Michael Fassbender (X-Men series), Rebecca Ferguson (Mission: Impossible—Rogue Nation), Charlotte Gainsbourg (Independence Day: Resurgence), Val Kilmer (Heat) and Academy Award® winner J.K. Simmons (Whiplash) star in The Snowman, a terrifying thriller from director Tomas Alfredson (Let the Right One In, Tinker Tailor Soldier Spy), based on Jo Nesbø’s global bestseller.
When an elite crime squad’s lead detective (Fassbender) investigates the disappearance of a victim on the first snow of winter, he fears an elusive serial killer may be active again. With the help of a brilliant recruit (Ferguson), the cop must connect decades-old cold cases to the brutal new one if he hopes to outwit this unthinkable evil before the next snowfall.
I read The Girl With The Dragon Tattoo and saw the movie, preferring the book. However, the style of the book is what got me started on Norwegian psychological drama. Before watching this movie, I had seen some reviews for it and most claimed it was too slow-moving; I disagree, how fast can life be where it is snowing most of the time?
I base a good movie on how well it holds my attention and let me tell you, mine did not waiver, trying to keep track of the clues to the identity of the killer. The killer’s identity seemed pretty certain, but required confirmation. The only complaint I had was the second – or is it third – plot that is touched upon, developed, but never finished.

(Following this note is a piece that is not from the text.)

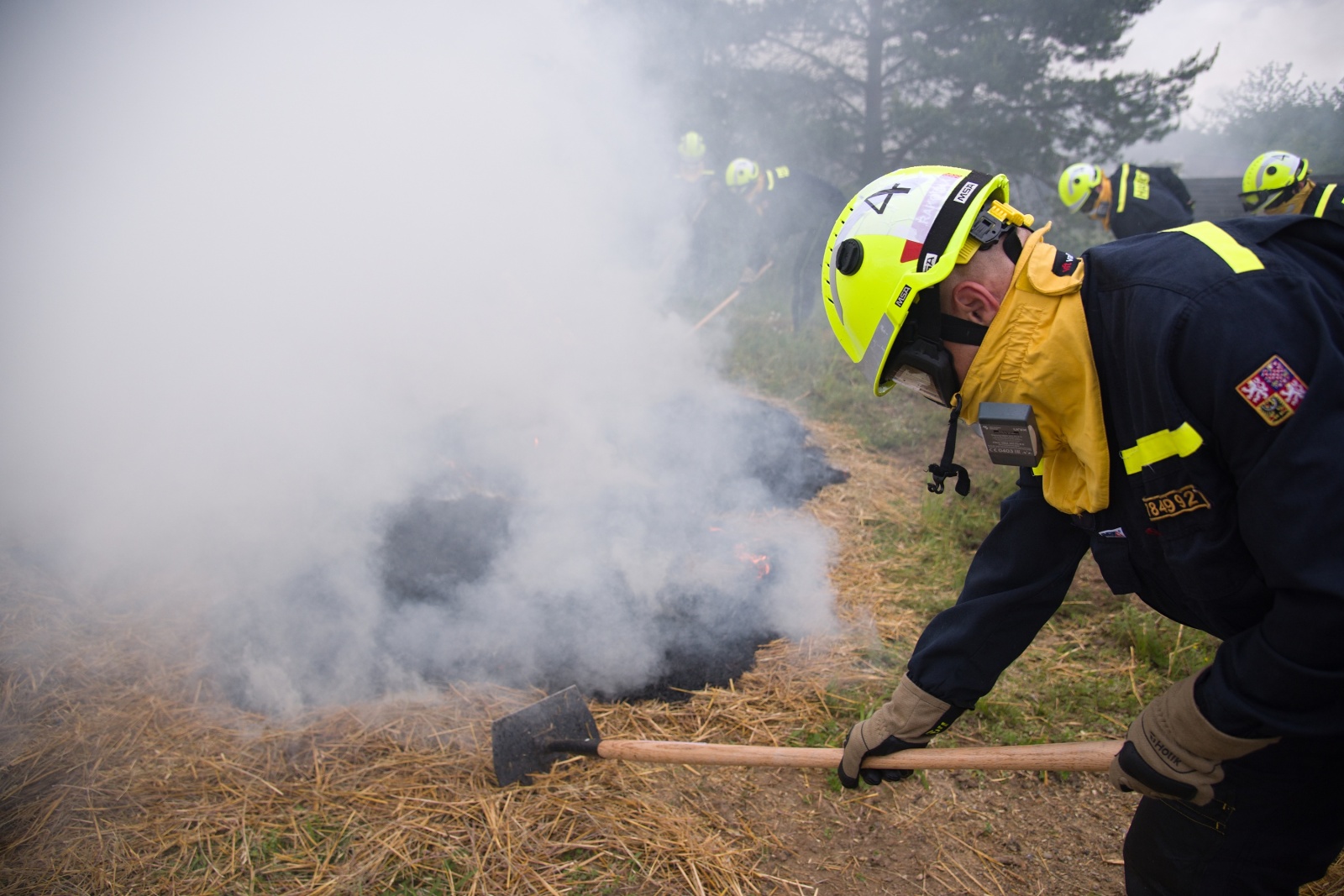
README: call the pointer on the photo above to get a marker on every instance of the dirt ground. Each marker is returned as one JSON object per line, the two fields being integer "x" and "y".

One of the things that stood out to me was the Norwegian eyes: most grey in color, and appearing – to me – life fish eyes. The next thing I noticed in the movie was the window motif: windows without curtains, window views, filming through windows. And lastly, the fish motif, most noticeable on one window.
There is a scene where Harry Hole is passed out, obviously from alcohol, in the freezing weather. I find it hard to believe one would not freeze to death overnight, sleeping off a drunk.